共通点は大きなものだけでなく「小さな共通点」でも十分
共通点と聞くと、「同じ出身地」「同じ学校」「同じ業界」といった大きなつながりをイメージしがちです。もちろん、そうした共通点があれば会話は広げやすくなります。
ただ、現実にはそこまで分かりやすい共通点が見つからない相手の方が多いはずです。
そこで意識したいのが、「小さな共通点」です。
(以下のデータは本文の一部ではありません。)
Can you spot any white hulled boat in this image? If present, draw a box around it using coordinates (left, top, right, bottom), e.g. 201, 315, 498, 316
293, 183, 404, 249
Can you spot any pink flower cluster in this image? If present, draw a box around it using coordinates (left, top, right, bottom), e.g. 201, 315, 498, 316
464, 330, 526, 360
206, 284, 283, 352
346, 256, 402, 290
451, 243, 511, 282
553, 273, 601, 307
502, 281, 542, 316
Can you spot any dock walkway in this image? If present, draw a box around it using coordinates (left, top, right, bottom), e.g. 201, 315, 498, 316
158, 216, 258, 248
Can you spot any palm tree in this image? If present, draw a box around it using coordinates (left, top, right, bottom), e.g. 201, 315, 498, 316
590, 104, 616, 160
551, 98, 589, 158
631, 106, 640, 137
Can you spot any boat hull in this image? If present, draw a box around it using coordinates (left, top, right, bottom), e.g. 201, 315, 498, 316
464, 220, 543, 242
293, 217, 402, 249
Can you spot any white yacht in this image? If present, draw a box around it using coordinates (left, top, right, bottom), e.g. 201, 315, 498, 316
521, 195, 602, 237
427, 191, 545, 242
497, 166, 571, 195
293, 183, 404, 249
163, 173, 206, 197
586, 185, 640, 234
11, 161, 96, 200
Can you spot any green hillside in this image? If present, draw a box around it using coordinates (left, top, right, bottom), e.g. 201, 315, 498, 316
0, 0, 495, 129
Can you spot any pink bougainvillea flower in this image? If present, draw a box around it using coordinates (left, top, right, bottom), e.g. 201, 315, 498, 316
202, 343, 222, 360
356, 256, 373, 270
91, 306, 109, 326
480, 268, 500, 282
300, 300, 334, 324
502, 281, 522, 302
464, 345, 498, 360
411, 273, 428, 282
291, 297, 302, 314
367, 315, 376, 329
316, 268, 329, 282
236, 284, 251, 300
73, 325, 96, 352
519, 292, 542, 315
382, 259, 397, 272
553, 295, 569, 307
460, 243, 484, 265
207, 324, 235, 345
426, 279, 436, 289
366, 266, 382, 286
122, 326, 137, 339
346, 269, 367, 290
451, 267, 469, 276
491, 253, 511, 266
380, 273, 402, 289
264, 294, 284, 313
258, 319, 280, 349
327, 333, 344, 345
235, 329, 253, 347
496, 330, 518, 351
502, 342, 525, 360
例えば、次のようなものです。
- 最近ハマっているドラマやYouTubeチャンネル
- 仕事の進め方(朝型か夜型か、紙派かデジタル派か)
- 休日の過ごし方(インドア寄りかアウトドア寄りか)
- よく行くエリアや、好きなコンビニスイーツ
一つひとつは些細なことですが、「あ、自分もそれ好きです」「自分も似たタイプかもしれません」という小さな共通点が重なるほど、「一緒にいて心地いい人」という印象が育っていきます。
大きな共通点が見つからなくても大丈夫です。
むしろ、小さな共通点をいくつか積み重ねていく方が、会話のネタも増え、自然な親近感につながりやすくなります。
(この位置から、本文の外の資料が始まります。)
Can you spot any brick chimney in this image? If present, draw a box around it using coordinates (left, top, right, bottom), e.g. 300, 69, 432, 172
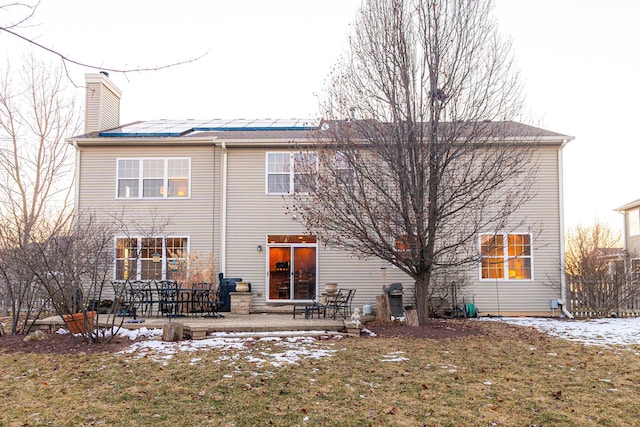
84, 71, 122, 133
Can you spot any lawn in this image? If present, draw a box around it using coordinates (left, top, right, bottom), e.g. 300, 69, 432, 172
0, 322, 640, 426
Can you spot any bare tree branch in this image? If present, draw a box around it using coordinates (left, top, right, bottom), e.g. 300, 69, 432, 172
290, 0, 538, 322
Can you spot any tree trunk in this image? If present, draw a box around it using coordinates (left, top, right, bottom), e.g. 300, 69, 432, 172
376, 294, 391, 322
416, 277, 431, 325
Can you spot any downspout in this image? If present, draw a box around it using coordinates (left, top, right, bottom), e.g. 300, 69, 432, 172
72, 141, 80, 223
220, 141, 227, 273
558, 139, 573, 319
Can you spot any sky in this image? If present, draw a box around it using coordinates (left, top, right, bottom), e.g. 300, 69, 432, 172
0, 0, 640, 234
雑談でのゴールは「盛り上げる」より「安心感をつくる」
雑談が苦手だと感じている人ほど、「面白いことを言わなきゃ」「場を盛り上げなきゃ」と自分にプレッシャーをかけてしまいがちです。
しかし、多くの場面で本当に求められているのは、笑いを取ることよりも「この人とは話しやすい」「一緒にいて気が楽だ」という安心感です。
共通点は、その安心感をつくるための道具だと考えてみてください。
- 共通点がある → 「分かってもらえそう」という期待が生まれる
- 分かってもらえそう → 少し本音に近い話もしやすくなる
- 話しやすい → 一緒にいる時間が苦にならず、距離が縮まっていく
雑談の目的を「盛り上げること」から「話しやすさと安心感をつくること」に置き換えるだけでも、気持ちはぐっと楽になります。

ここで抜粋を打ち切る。